In a separate bowl sift flour and and add the basil, oregano and pepper. Gently rub the butter into the flour mixture and add the Parmesan cheese and tomatoes.
Gently pour the liquid into the dry mixture and very delicately mix the two together with a spatula. This is not the time to use an electric mixer. The ingredients should be just mixed together enough for you to turn out onto a floured board and knead lightly.
Press with finger tips until dough is about 2 centimeters (about an inch) thick. Cut into rounds with your scone cutter and place reasonably close together on a lightly floured or non-stick baking tray. Place a small amount of grated cheese of top of each scone.
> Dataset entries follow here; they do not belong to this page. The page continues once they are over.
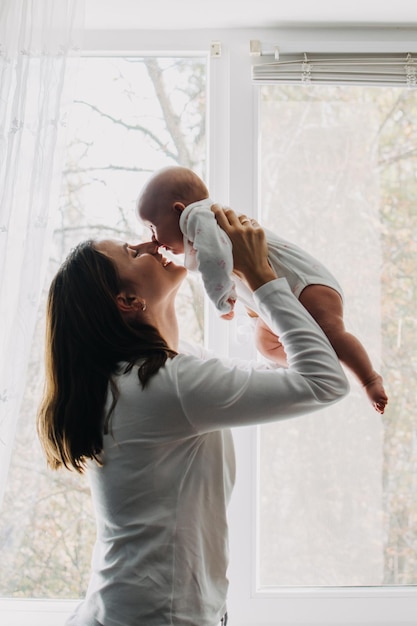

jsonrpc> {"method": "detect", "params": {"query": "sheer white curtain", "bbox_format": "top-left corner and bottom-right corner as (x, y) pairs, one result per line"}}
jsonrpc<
(0, 0), (85, 503)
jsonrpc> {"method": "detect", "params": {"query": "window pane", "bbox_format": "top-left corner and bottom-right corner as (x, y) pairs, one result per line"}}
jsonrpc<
(258, 86), (417, 588)
(0, 57), (206, 598)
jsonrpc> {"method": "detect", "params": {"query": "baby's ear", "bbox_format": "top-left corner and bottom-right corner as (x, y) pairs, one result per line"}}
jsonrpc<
(172, 202), (185, 215)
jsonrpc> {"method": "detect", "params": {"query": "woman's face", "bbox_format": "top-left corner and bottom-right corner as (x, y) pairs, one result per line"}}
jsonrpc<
(94, 239), (187, 306)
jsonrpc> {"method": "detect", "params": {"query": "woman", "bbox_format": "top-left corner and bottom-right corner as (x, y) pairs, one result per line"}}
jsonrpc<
(38, 209), (348, 626)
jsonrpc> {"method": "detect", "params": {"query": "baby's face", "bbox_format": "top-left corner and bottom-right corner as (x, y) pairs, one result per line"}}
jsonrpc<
(140, 207), (184, 254)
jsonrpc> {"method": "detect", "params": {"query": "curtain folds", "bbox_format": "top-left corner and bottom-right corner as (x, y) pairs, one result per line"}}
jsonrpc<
(252, 52), (417, 87)
(0, 0), (85, 503)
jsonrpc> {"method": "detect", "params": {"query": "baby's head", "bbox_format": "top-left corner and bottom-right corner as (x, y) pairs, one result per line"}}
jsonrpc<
(136, 166), (209, 254)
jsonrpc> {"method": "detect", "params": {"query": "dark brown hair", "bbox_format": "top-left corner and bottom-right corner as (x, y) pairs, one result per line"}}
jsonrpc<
(37, 240), (176, 472)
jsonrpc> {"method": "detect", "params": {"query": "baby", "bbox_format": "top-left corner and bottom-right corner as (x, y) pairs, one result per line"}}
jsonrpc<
(137, 166), (388, 413)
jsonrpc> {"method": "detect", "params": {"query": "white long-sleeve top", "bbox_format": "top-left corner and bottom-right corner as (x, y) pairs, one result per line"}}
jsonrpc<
(180, 198), (343, 313)
(67, 279), (348, 626)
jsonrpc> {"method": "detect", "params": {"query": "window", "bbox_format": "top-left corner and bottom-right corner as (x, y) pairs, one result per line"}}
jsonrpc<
(258, 85), (417, 589)
(0, 56), (207, 599)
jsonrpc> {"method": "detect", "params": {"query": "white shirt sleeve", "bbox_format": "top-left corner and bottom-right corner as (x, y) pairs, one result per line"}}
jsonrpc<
(173, 278), (349, 433)
(180, 199), (236, 313)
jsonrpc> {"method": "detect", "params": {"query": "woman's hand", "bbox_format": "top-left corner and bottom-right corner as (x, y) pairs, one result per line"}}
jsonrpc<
(211, 204), (277, 291)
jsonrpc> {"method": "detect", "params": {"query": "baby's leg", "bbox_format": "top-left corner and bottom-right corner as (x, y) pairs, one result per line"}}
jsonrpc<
(300, 285), (388, 413)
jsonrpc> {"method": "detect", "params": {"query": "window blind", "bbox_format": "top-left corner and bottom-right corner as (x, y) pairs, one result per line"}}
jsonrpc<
(252, 52), (417, 88)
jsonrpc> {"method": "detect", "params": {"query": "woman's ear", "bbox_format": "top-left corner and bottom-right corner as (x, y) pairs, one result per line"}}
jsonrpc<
(116, 293), (146, 313)
(172, 202), (185, 215)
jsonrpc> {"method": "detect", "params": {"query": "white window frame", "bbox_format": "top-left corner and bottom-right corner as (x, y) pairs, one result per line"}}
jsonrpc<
(0, 28), (417, 626)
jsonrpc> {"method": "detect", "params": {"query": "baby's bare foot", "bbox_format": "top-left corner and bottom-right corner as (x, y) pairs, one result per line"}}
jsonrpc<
(364, 374), (388, 414)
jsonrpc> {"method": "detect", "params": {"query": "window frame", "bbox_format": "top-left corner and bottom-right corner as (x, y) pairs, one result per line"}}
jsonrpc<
(0, 28), (417, 626)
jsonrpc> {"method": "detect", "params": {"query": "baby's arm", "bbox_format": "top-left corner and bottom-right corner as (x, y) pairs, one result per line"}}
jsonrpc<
(255, 317), (287, 367)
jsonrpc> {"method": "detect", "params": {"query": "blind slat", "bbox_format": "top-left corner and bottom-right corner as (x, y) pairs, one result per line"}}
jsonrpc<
(252, 53), (417, 87)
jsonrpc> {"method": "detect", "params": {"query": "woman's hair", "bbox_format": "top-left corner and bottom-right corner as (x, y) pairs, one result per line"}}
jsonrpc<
(37, 240), (176, 473)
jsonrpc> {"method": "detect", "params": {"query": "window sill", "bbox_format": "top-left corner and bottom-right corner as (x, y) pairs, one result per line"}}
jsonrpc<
(0, 598), (79, 626)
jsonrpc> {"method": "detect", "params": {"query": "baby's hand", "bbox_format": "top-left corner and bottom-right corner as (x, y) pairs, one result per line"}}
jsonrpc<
(220, 298), (236, 320)
(255, 317), (287, 367)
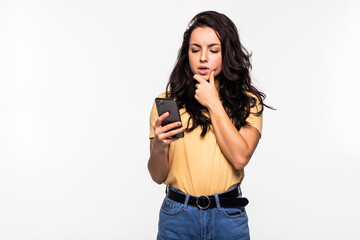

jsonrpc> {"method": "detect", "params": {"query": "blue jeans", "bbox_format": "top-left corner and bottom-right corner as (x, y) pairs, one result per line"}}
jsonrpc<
(157, 187), (250, 240)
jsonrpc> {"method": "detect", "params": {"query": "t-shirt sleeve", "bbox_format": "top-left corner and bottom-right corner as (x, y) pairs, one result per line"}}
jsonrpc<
(246, 95), (263, 135)
(149, 93), (165, 138)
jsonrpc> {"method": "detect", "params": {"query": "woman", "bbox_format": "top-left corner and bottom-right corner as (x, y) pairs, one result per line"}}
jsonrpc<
(148, 11), (266, 240)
Bake at 220 degrees Celsius (450 degrees Fahrenheit) for about 15 minutes.
Makes 20 good sized scones.
Making scones is one of the few times that I actually really do sift flour.
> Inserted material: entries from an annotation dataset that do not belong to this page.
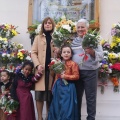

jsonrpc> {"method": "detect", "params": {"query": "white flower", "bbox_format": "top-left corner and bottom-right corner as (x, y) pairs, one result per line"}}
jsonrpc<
(108, 69), (112, 73)
(35, 24), (42, 34)
(61, 25), (71, 33)
(9, 110), (12, 114)
(26, 56), (31, 60)
(2, 53), (7, 57)
(7, 54), (10, 57)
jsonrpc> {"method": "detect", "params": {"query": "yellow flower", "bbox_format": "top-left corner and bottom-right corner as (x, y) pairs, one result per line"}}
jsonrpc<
(61, 19), (67, 25)
(17, 44), (23, 49)
(112, 24), (116, 28)
(67, 20), (73, 25)
(100, 40), (105, 45)
(12, 29), (18, 36)
(104, 64), (108, 68)
(17, 52), (24, 60)
(116, 38), (120, 43)
(0, 37), (7, 41)
(110, 42), (117, 49)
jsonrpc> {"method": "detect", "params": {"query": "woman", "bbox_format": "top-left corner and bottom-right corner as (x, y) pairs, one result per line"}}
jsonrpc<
(71, 19), (103, 120)
(31, 17), (55, 120)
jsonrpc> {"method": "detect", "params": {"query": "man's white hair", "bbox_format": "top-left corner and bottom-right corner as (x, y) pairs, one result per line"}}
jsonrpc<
(77, 18), (89, 28)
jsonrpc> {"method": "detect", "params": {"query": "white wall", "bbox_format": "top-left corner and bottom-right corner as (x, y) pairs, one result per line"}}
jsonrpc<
(0, 0), (31, 50)
(100, 0), (120, 40)
(0, 0), (120, 50)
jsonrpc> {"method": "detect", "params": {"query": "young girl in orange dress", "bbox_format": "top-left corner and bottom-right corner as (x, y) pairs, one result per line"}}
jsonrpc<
(0, 70), (14, 120)
(48, 46), (79, 120)
(11, 61), (41, 120)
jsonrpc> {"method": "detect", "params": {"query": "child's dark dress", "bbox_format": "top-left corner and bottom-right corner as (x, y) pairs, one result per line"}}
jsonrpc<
(11, 72), (40, 120)
(0, 82), (15, 120)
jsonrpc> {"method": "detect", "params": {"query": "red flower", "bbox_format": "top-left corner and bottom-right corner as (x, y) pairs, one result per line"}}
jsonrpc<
(79, 53), (88, 61)
(110, 63), (120, 71)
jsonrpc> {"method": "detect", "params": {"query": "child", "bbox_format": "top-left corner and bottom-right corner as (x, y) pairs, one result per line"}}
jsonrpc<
(0, 70), (11, 120)
(11, 61), (41, 120)
(48, 46), (79, 120)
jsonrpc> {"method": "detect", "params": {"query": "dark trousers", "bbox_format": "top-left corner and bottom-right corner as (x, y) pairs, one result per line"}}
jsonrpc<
(76, 70), (98, 120)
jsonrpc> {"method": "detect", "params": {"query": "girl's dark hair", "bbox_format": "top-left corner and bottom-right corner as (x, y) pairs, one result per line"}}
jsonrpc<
(40, 17), (55, 35)
(60, 45), (73, 59)
(21, 60), (34, 69)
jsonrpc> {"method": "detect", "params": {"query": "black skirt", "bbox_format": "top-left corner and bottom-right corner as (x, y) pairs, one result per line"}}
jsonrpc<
(35, 70), (52, 102)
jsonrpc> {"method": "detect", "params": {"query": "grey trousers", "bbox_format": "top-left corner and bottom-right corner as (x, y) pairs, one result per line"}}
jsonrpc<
(76, 70), (98, 120)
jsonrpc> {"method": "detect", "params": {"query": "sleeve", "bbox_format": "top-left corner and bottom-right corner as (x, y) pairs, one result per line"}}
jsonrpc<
(10, 75), (18, 101)
(32, 73), (42, 82)
(64, 62), (80, 80)
(91, 45), (103, 62)
(31, 36), (40, 67)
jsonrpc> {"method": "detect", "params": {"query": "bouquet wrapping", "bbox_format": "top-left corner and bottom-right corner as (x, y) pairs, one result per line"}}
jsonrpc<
(0, 86), (19, 115)
(49, 58), (68, 85)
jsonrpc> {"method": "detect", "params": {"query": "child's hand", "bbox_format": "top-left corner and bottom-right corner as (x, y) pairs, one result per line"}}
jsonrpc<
(57, 74), (61, 78)
(61, 73), (65, 79)
(37, 65), (44, 74)
(3, 91), (9, 95)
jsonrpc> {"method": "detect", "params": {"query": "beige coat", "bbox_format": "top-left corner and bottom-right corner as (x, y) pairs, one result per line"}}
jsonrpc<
(31, 34), (54, 91)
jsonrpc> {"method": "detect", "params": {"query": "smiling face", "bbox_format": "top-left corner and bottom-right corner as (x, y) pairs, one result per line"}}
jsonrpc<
(1, 72), (10, 83)
(22, 65), (32, 77)
(61, 47), (72, 61)
(44, 19), (53, 31)
(77, 22), (88, 37)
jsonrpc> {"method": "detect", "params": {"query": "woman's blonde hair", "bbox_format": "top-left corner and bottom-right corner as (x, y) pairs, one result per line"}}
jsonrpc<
(40, 17), (55, 35)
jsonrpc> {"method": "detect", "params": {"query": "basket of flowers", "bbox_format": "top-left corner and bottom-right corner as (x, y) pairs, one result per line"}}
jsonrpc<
(52, 16), (76, 47)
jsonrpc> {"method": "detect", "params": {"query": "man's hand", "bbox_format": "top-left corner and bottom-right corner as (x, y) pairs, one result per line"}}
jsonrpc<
(37, 65), (44, 74)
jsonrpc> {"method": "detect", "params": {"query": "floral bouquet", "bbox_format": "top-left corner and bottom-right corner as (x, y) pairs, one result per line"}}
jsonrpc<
(111, 23), (120, 37)
(49, 58), (68, 85)
(52, 16), (76, 47)
(110, 23), (120, 53)
(49, 58), (65, 74)
(0, 86), (19, 115)
(28, 24), (41, 35)
(28, 23), (41, 43)
(0, 35), (31, 66)
(100, 40), (110, 51)
(110, 63), (120, 92)
(82, 31), (100, 49)
(0, 24), (19, 40)
(79, 30), (100, 64)
(99, 59), (112, 94)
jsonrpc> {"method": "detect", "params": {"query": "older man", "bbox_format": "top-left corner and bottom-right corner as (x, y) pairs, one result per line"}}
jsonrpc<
(71, 19), (103, 120)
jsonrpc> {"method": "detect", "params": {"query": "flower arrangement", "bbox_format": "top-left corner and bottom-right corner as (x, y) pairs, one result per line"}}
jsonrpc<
(27, 23), (41, 44)
(49, 58), (65, 74)
(0, 24), (19, 39)
(99, 59), (112, 94)
(28, 23), (41, 36)
(110, 63), (120, 92)
(0, 36), (31, 66)
(79, 30), (100, 65)
(101, 23), (120, 92)
(110, 23), (120, 53)
(48, 58), (68, 85)
(52, 16), (76, 47)
(0, 86), (19, 115)
(82, 31), (100, 49)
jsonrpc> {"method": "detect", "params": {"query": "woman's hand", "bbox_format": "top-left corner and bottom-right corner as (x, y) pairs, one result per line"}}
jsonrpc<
(54, 47), (60, 57)
(85, 48), (95, 57)
(37, 65), (44, 74)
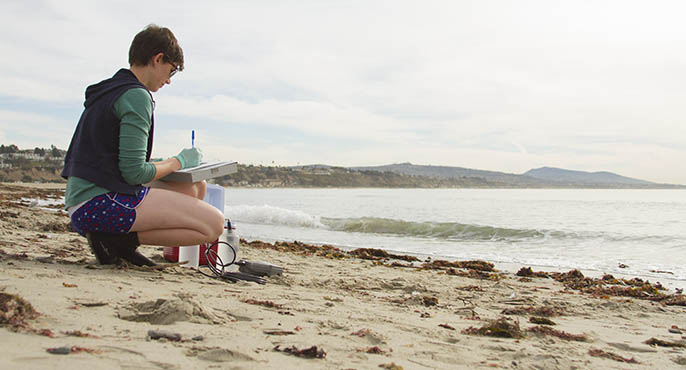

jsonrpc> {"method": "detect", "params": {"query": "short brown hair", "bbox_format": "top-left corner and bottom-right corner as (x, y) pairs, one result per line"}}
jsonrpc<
(129, 24), (183, 71)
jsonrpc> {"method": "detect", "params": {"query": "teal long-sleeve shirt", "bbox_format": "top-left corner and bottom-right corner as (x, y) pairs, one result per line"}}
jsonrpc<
(64, 88), (157, 208)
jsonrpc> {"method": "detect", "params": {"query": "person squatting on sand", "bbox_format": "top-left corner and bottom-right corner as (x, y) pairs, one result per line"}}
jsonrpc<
(61, 25), (224, 266)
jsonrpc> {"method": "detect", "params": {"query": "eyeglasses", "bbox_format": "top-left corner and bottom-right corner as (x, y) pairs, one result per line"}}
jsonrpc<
(169, 63), (179, 78)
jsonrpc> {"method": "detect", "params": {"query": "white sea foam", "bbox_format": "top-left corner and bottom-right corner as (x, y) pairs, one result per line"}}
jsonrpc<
(226, 205), (327, 229)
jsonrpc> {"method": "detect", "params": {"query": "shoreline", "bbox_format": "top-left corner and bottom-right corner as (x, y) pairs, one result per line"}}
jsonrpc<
(0, 184), (686, 370)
A professional baker once told me that when making scones the dough should be almost as soft as a pile of tissues. I haven't quite achieved that yet and probably never will.
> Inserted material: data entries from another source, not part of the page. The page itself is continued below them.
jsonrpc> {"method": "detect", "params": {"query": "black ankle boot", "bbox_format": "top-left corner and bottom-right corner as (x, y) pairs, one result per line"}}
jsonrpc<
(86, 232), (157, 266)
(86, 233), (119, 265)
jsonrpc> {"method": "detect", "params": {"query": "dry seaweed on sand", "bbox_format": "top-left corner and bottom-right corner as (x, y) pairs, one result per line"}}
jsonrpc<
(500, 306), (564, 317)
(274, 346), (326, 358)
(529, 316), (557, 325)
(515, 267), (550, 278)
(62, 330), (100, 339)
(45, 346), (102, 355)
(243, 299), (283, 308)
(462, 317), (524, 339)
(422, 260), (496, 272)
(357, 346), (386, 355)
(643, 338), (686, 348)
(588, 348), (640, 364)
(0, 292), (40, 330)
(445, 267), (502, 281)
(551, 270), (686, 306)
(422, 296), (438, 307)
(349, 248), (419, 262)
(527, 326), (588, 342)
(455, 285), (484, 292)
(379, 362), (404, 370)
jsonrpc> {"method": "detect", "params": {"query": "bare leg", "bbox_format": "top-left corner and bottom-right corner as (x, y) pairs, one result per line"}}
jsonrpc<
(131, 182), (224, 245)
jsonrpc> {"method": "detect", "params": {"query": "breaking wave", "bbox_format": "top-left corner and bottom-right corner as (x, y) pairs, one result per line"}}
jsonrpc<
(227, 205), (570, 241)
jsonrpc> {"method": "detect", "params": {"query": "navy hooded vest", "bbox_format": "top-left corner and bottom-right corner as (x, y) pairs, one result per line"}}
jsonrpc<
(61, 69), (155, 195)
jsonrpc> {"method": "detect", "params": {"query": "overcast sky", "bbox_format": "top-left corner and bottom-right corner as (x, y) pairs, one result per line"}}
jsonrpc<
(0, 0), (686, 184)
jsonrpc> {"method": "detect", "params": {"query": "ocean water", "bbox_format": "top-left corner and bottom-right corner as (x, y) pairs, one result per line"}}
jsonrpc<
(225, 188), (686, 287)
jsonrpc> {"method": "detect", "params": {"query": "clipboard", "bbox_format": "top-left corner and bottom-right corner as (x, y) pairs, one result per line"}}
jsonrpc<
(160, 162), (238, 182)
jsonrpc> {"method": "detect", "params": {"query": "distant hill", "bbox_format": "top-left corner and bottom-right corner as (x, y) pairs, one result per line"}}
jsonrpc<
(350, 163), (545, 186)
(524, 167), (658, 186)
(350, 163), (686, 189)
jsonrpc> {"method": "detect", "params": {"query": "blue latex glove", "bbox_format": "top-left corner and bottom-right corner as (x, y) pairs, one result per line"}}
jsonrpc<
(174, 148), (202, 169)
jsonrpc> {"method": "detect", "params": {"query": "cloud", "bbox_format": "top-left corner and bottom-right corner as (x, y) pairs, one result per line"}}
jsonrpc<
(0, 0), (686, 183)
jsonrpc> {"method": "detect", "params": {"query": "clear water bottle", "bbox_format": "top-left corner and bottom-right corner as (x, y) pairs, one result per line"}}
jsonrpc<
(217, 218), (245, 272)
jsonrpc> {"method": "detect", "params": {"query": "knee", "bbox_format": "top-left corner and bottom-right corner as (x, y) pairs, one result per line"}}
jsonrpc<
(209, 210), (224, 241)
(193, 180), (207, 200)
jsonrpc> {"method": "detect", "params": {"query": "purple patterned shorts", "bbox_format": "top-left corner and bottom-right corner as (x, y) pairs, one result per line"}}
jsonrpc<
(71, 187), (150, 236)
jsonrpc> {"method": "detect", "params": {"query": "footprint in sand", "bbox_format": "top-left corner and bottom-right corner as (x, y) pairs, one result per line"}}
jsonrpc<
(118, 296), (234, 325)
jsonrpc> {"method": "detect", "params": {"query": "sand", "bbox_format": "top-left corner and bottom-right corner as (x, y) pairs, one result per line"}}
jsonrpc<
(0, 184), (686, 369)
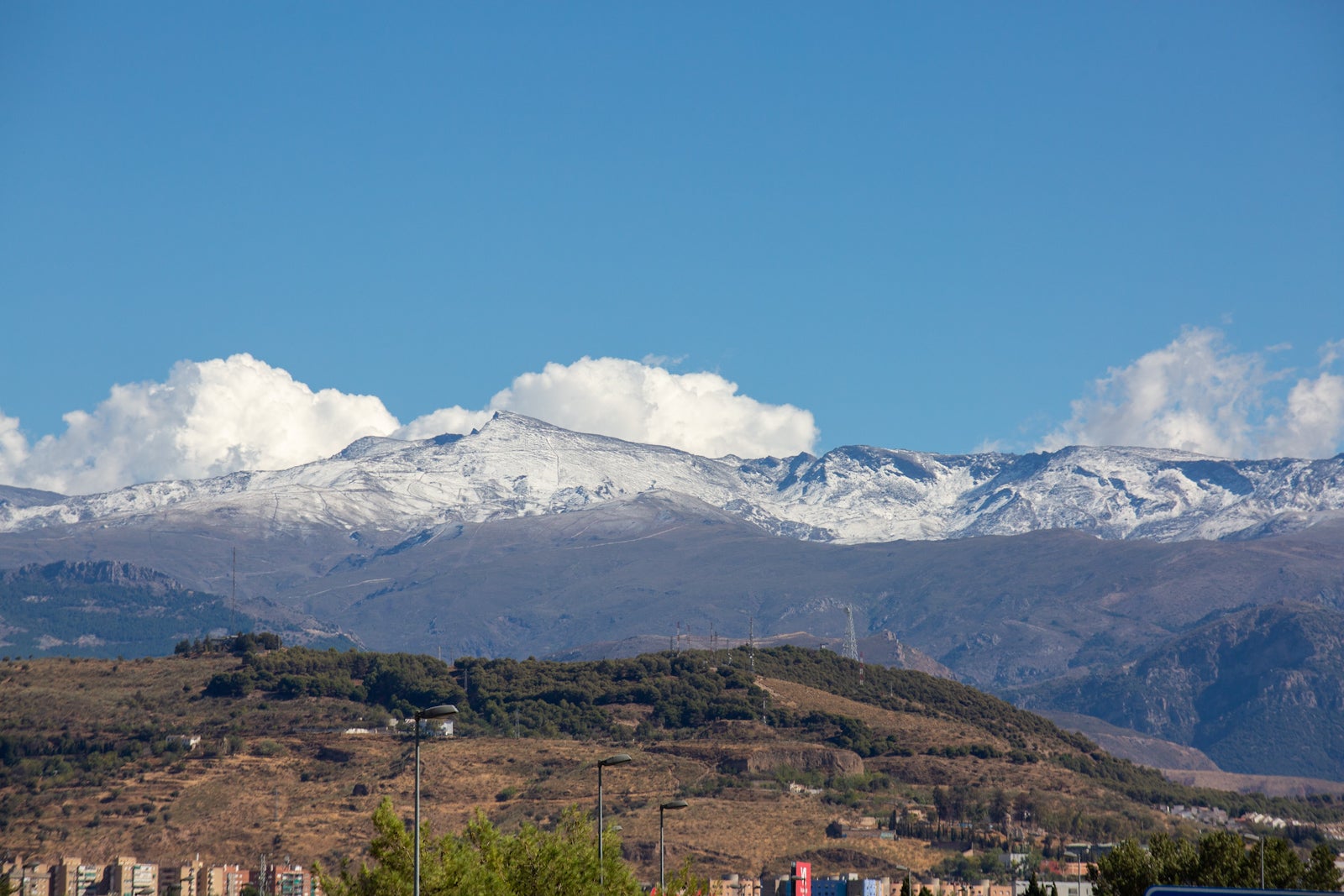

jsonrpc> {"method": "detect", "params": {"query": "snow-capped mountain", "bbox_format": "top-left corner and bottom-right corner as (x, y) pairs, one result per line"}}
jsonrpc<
(0, 412), (1344, 542)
Scones don't store well so eat them promptly or freeze.
Tomatoes first grew as wild cherry sized fruits in the South American Andes but the tomato as we know it today, originates from Mexico. Tomato seeds were taken back to the Mediterranean countries where they quickly became popular. There are now more than 7,000 varieties of tomatoes. Eating tomatoes at least two times per week is now believed to reduce the risk of prostate cancer and to be beneficial in fighting other forms of cancer. The key ingredient in tomatoes is Lycopene which is a carotenoid. Cooking tomatoes, most especially in oil, releases the lycopene making it more available to the body. Tomatoes are also said to be good for the eyes. Tomatoes that are ripened on the vine have far more vitamin C than those that are picked green.